Il sonetto ha schema della rima ABBA, ABBA, CDC, DCD e presenta una notevole elaborazione retorica: i primi quattro versi sono altrettanti periodi ipotetici, in ciascuno dei quali pròtasi e apòdosi corrispondono ai due emistichi dell’endecasillabo, mentre nella seconda quartina i periodi si distendono per due versi; è presente l’anafora “S’i’ fosse” ripetuta in tutto nove volte, in tutta la prima quartina, ai vv. 5 e 7 della seconda, ai vv. 9-10 della prima terzina e nel primo verso della seconda terzina (la struttura è perciò simmetrica). Nei vv. 1-4 Cecco usa la figura della personificazione e cita tre elementi naturali (fuoco, aria, acqua) riassunti poi dall’immagine di Dio, mentre nei vv. 5-8 si identifica con le due autorità “universali” del Medioevo, il papa e l’imperatore; nei vv. 9-11 vi è l’antitesi morte… andarei / vita… fuggirei in parallelismo, mentre i termini padre / madre (anch’essi in opposizione) sono entrambi in posizione di rima, all’inizio e alla fine della terzina. Negli ultimi due versi c’è un’ulteriore antitesi (donne giovani e leggiadre / vecchie e laide, torrei / lasserei), con struttura a chiasmo (verbo-oggetto-oggetto-verbo). L’ultima ipotesi, “S’i’ fosse Cecco”, è l’unica realistica e riporta il discorso su un piano più modesto dopo le immagini paradossali delle prime tre strofe.

Il testo si presenta come una burla irriverente e un gioco letterario in cui Cecco ammicca al lettore, come si deduce dal finale del sonetto: dopo aver formulato ipotesi manifestamente assurde, l’autore conclude dicendo di essere solamente Cecco e di voler ricercare i piaceri materiali della vita (prendere le donne belle e giovani), che è la sola cosa possibile quando ha denari a sufficienza (l’accenno alla agognata morte dei genitori è una spia delle sue difficoltà economiche, lamentate in altri sonetti a causa dell’avarizia del padre e della madre. Alla fine il poeta riporta il discorso sul piano banale della quotidianità e facendo in fondo dell’autoironia, in quanto dopo aver desiderato di bruciare il mondo deve accontentarsi di sedurre qualche giovane popolana, quando non è al verde.

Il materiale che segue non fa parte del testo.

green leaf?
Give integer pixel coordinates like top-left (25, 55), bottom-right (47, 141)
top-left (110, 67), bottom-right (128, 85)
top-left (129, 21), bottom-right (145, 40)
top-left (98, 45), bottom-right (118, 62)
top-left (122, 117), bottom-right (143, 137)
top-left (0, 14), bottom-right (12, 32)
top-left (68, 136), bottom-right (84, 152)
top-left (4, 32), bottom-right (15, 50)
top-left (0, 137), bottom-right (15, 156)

Cecco si rifà qui al genere poetico dell‘improperium e dell’invettiva che aveva già un illustre precedente nei Carmina burana della tradizione goliardica mediolatina, nonché vari esempi nella poesia comico-realistica in Toscana, con Rustico di Filippo e lo stesso Dante della “tenzone” con Forese Donati. La differenza è che il poeta senese non rivolge il suo attacco verbale a un avversario politico o a un interlocutore particolare, bensì all’umanità in genere e poi ai genitori, demistificando la carica polemica dei suoi versi (per quanto spesso anche l‘improperium vero e proprio fosse da intendersi in senso giocoso e non sempre malevolo).